What is the plan to anticipate and mitigate future problems like those seen with S230518h (DB being overwhelmed by internal LVK or external public page loads)?
First, thanks @alexander.pace for the quick id and fix of this problem. (If there is a postmortem, or relevant tickets, or even LIGO Chat URL of the debugging to link to, please add them to this ticket here for context.)
What is the plan to anticipate and mitigate future problems like those seen with S230518h (GraceDB being overwhelmed by internal LVK or external public page loads)?
This plan should probably include:
- Load specification & testing
- Define a spec / requirements for how many simultaneous public & private requests (and of what sort) a production GracedB instance should be able to respond to with a certain latency.
- As part of the CI process, perform synthetic load testing w/simulated public & private users up to the spec and ensure it passes.
- Outside of CI, perform synthetic load testing w/simulated public & private users beyond the spec to understand where it fails and why.

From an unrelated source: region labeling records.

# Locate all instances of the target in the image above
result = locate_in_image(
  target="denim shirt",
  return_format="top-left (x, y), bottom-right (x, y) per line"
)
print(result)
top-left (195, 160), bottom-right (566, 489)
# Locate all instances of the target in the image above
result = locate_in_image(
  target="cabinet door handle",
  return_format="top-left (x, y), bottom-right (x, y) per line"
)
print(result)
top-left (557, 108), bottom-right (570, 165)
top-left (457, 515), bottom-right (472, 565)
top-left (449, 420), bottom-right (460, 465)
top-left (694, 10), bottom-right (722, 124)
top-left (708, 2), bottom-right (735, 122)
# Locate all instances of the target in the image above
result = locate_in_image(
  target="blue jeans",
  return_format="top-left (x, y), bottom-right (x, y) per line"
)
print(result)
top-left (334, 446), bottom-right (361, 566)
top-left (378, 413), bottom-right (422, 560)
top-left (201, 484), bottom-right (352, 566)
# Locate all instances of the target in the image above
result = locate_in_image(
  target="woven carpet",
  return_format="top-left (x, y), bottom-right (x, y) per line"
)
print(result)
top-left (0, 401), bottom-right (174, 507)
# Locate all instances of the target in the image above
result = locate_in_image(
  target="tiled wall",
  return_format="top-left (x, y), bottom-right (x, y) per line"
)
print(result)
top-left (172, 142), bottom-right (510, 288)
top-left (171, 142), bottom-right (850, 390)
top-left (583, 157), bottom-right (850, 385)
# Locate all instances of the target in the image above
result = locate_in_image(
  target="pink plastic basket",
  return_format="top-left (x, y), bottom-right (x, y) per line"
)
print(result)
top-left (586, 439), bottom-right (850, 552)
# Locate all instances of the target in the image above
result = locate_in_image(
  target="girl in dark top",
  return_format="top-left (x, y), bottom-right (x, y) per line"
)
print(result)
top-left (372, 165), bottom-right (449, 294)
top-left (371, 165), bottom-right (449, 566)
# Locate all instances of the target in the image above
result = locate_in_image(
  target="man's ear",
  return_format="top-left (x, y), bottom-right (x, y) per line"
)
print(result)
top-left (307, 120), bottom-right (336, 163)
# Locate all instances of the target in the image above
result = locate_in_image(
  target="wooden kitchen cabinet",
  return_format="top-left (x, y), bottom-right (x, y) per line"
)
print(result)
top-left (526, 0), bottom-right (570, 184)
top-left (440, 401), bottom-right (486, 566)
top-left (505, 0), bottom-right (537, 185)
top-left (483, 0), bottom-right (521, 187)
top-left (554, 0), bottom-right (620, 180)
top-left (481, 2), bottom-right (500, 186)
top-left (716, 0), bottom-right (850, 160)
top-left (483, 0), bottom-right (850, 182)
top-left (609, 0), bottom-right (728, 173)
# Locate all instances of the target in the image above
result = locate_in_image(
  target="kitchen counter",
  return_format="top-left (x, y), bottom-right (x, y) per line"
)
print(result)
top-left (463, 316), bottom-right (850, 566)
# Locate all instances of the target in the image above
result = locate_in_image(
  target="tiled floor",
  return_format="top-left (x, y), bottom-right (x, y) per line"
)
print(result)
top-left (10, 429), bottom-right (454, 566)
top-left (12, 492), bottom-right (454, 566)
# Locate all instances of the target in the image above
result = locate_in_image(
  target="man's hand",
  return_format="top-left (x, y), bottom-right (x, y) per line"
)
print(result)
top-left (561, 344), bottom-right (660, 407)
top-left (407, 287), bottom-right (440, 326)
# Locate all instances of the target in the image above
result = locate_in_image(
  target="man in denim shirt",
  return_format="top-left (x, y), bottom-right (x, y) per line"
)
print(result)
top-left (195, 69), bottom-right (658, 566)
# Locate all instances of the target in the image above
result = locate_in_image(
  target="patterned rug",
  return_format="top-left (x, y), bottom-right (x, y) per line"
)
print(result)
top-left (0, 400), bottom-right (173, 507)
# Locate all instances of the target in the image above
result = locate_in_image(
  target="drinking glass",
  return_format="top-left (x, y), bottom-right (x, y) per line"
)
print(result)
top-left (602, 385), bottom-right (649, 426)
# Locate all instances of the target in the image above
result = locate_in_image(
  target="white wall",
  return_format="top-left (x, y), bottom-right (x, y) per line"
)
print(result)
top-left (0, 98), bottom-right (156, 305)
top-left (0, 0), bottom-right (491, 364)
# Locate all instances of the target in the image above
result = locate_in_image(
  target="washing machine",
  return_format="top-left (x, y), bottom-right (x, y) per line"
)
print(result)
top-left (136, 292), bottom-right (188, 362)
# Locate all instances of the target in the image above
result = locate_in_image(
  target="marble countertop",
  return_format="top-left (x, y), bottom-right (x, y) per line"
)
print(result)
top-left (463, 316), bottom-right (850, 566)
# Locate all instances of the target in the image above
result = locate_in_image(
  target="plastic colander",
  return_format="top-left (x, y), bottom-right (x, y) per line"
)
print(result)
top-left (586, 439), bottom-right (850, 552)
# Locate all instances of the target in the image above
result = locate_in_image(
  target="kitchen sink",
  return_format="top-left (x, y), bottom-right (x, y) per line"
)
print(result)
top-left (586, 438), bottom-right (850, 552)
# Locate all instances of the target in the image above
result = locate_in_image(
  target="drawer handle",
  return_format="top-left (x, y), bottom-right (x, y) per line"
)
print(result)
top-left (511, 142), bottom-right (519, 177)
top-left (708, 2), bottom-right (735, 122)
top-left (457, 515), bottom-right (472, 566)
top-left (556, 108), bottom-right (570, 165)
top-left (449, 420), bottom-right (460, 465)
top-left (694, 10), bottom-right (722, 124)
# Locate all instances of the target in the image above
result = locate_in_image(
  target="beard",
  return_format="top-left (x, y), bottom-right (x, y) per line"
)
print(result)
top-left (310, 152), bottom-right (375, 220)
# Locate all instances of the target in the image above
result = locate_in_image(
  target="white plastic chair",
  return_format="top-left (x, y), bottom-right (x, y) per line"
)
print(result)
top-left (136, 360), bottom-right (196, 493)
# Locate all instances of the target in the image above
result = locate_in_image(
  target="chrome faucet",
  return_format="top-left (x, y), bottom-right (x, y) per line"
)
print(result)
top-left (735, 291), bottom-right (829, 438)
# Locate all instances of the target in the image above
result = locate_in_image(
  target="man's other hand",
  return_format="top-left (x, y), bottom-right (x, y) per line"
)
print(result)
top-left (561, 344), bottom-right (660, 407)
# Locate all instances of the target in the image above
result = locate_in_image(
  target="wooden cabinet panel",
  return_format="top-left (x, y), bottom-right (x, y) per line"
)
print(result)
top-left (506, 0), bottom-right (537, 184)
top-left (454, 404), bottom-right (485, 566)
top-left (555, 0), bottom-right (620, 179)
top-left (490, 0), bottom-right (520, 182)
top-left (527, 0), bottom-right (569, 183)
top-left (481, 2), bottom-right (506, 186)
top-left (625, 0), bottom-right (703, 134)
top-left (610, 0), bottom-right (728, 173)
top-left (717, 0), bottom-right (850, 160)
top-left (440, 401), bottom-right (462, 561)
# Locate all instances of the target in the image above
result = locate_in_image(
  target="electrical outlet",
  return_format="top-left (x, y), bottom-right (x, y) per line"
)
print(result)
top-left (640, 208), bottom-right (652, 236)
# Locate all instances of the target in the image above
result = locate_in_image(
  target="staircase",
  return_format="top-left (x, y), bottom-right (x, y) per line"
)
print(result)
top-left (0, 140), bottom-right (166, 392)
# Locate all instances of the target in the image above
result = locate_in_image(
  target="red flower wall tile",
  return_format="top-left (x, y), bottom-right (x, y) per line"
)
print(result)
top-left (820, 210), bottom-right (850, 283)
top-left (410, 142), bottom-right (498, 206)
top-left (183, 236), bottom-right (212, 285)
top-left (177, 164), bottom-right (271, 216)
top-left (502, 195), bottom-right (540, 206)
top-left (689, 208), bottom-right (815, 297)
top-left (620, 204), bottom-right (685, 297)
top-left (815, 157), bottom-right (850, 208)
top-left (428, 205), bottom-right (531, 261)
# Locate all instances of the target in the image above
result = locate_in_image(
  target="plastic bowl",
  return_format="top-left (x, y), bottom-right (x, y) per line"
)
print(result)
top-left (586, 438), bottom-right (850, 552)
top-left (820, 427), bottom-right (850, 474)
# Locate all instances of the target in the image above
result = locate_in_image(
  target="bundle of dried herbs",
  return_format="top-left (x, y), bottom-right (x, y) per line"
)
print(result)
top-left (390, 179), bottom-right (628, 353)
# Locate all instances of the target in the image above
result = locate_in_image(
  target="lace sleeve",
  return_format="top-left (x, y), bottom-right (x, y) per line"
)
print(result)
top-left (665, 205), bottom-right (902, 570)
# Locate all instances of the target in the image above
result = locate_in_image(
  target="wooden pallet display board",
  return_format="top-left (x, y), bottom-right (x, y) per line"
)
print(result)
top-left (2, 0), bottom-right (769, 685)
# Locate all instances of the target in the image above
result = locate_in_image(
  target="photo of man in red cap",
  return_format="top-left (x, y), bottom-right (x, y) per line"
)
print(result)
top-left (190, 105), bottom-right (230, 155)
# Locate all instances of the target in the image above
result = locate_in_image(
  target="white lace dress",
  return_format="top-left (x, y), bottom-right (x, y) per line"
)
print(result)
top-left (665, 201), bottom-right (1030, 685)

- Do some cost/benefit analysis of preemptive fixes to the bottlenecks identified in the beyond-spec load testing, so we can decide whether to fix them now or wait until it's known to be necessary.
- Document an emergency procedure for an overwhelmed DB that someone other than Alex can execute.
- How to identify when the DB is overwhelmed (vs. other problems – AWS down, network down, auth down, etc.)
- How to temporarily turn off public access (and turn it back on again, and how/when to decide)
- Can/should we give privileged access to certain MM partners in such an emergency, so they can follow up?
- Anything else that can temporarily speed things up in a pinch.
I would expect this to be part of Phase II of the O4 LLAI review. (If there is a milestone or tag you'd like to use for such LLAI review tasks, please add it to this ticket so we can find them all easily in in the future.)